The Supreme Court on Monday sought responses from the Centre and the office of Kerala Governor Arif Mohammed Khan on a plea of the state government accusing him of not granting assent to several bills cleared by the legislative assembly.
A bench comprising Chief Justice D Y Chandrachud and Justices J B Pardiwala and Manoj Misra took note of the submissions of senior advocate K K Venugopal, alleging delay on the part of the governor in granting assent to eight bills.
The top court also issued a notice to Attorney General R Venkataramani asking that either he or Solicitor General Tushar Mehta assist it in the hearing. The court will now hear the Kerala government's plea on Friday.
"This is an endemic situation. The governors do not realise that they are part of the legislature under Article 168 of the Constitution," Venugopal said.
In its plea, the state of Kerala claimed that Governor Khan is delaying the consideration of eight bills that have been passed by the state assembly.

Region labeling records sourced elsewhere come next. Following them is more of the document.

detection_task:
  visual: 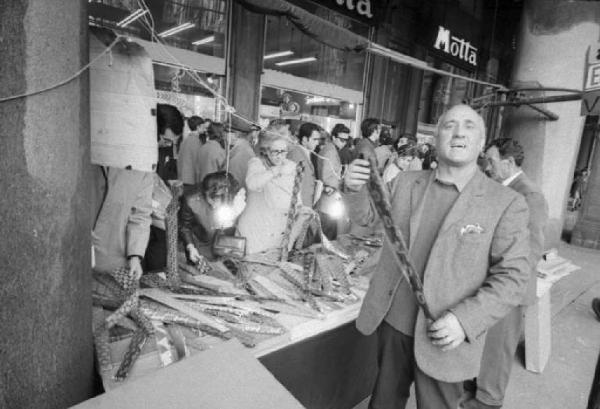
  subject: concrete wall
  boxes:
[505,0,600,246]
[0,0,93,409]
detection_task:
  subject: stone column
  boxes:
[0,0,94,409]
[228,2,266,121]
[504,0,600,248]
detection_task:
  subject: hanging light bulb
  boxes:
[319,192,346,219]
[215,204,235,229]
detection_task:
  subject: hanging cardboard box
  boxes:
[89,30,158,172]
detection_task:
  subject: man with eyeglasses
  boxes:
[288,122,321,207]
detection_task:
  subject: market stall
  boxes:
[94,236,381,407]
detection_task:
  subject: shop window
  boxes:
[153,63,224,118]
[264,2,369,90]
[88,0,227,58]
[419,57,475,124]
[260,87,362,136]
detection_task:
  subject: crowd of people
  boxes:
[93,99,547,409]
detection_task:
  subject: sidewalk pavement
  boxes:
[354,243,600,409]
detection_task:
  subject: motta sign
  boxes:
[581,43,600,115]
[335,0,373,18]
[433,26,477,67]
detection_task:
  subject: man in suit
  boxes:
[344,105,529,409]
[317,124,350,240]
[227,116,256,187]
[287,122,321,207]
[464,138,548,409]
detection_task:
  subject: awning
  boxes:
[235,0,507,90]
[236,0,369,51]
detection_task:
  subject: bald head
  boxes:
[436,105,485,167]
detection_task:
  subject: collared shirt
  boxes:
[385,173,462,337]
[435,168,477,192]
[502,170,523,186]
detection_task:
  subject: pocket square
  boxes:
[460,223,483,236]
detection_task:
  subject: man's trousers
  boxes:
[475,307,523,406]
[369,321,463,409]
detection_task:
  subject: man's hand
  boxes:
[186,244,201,264]
[127,256,144,280]
[427,312,466,351]
[231,188,246,218]
[344,159,371,191]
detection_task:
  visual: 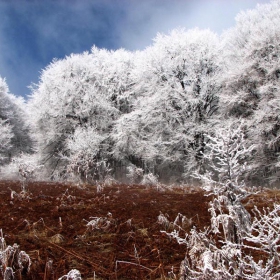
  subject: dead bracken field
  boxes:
[0,181,280,280]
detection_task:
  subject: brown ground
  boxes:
[0,182,280,280]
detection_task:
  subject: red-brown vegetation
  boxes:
[0,182,280,279]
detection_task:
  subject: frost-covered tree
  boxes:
[29,53,118,179]
[221,0,280,186]
[0,77,33,164]
[29,47,137,179]
[112,29,222,181]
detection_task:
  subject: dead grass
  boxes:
[0,181,280,280]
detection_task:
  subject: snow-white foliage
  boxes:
[24,0,280,183]
[0,76,33,165]
[0,119,13,162]
[58,269,82,280]
[171,205,280,280]
[220,0,280,185]
[0,153,41,184]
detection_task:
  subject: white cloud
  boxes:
[0,0,274,98]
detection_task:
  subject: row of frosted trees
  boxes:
[0,0,280,187]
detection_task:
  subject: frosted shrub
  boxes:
[0,229,31,280]
[58,269,82,280]
[141,173,160,188]
[167,124,280,280]
[126,165,144,184]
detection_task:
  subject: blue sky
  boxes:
[0,0,270,97]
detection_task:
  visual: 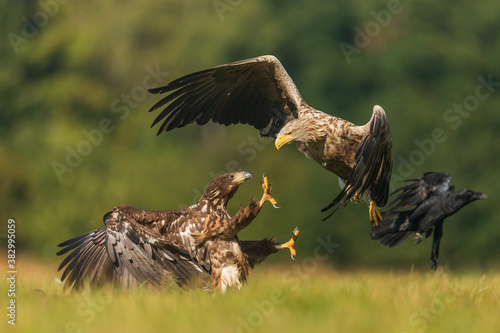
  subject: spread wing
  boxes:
[322,105,392,220]
[57,227,113,288]
[149,55,305,137]
[389,172,451,211]
[57,207,207,288]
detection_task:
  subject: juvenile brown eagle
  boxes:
[149,55,392,223]
[371,172,487,270]
[57,171,298,291]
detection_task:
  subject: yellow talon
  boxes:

"Mr Venugopal submits that- 1. The governor is a part of the legislature under Art 162; 2. The governor had promulgated three ordinances which were later converted into those passed by legislature; 3. As many as eight bills are pending consideration for assent ranging from 7 to 21 months," the bench said in its order.
The Kerala government has claimed that the governor is delaying the bills by withholding his assent and this is "defeating the rights of the people".